軽量なろうリーダー

作品タイトル不明

番外編

イランクスをギルドに再雇用することにした。

明くる日。

俺は執務室で書類に目を通してると……。

コンコン。

「入れ」

「失礼します♡」

フレデリカがニコニコしながら部屋に入ってきた。

その手にはお盆、そして紅茶のポットとカップが。

「お茶をお持ちいたしました」

「そうか」

「ええ♡」

そそくさ、とソファセットの前に、お茶の準備をする。

俺は立ち上がってソファに座ると、フレデリカがぴったりと、俺の真横に座る。

今まではお茶をだしたあと、立っていたこいつだが、今ではこうして一緒に茶を飲むようになっている。

「ああ……♡ 最高の時間の過ごし方です……♡」

「そうか」

俺はフレデリカの持ってきた新聞に目を通す。

この女は俺が茶をすすりながら新聞をよんでいるとなりで、ずっと座っている。

こっちをじーっとみて、ニコニコしてる。

「飽きないのか、貴様」

「ぜんぜん!」

「そうか。物好きだな」

「物好きでは無く、あなたが好きなのです♡」

ふん。
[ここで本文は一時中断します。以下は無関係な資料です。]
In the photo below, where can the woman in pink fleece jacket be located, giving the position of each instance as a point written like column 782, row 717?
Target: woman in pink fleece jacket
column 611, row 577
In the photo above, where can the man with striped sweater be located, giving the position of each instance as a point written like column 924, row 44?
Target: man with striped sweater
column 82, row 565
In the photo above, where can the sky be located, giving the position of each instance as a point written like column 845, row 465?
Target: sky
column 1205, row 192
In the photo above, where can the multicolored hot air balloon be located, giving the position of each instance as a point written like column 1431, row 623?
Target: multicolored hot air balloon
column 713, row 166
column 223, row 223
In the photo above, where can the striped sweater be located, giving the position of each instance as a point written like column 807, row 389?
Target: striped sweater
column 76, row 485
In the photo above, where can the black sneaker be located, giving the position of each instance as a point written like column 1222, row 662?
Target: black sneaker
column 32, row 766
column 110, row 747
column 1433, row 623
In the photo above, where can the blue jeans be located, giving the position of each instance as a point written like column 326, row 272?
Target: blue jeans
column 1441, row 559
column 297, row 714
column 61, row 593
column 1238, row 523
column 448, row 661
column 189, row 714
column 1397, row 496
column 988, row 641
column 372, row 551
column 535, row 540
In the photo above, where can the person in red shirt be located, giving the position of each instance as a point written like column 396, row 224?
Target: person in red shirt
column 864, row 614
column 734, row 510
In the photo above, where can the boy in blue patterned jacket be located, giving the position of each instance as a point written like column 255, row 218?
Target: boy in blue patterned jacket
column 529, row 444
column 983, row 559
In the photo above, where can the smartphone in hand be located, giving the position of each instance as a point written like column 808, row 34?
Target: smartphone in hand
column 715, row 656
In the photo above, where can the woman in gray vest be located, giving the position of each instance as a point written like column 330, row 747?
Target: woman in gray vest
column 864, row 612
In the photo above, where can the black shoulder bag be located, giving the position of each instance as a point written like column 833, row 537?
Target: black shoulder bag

変わった女だ。

「おれとけっこんできるのは、フレデリカ、おまえだけだぜ……♡ くふぅ~!」

「勝手に俺の心を代弁するな」

ふむ……。

俺は新聞を読みながら、気になる記事を見つける。

彼女も頑張っているみたいだが、苦戦してるようだな。

ふむ……。

「フレデリカ」

「はいはい♡」

「出かけるぞ」

すごく、嫌そうな顔をされる。

「なんだ?」

「マスター。もうあなたは引退したのですよ? もう少し、ゆったりしてもよいのでは……?」

「何もせずぼうっとするのは、性に合わん」

「そうですか……」

俺が立ち上がると、フレデリカも渋々とついてくる。

「それで、どちらに?」

「ロゼリアのもとにだ」

天与(てんよ) の原石のギルメンにして、Sランク冒険者、ロゼリアに、俺は会いに行くことにした。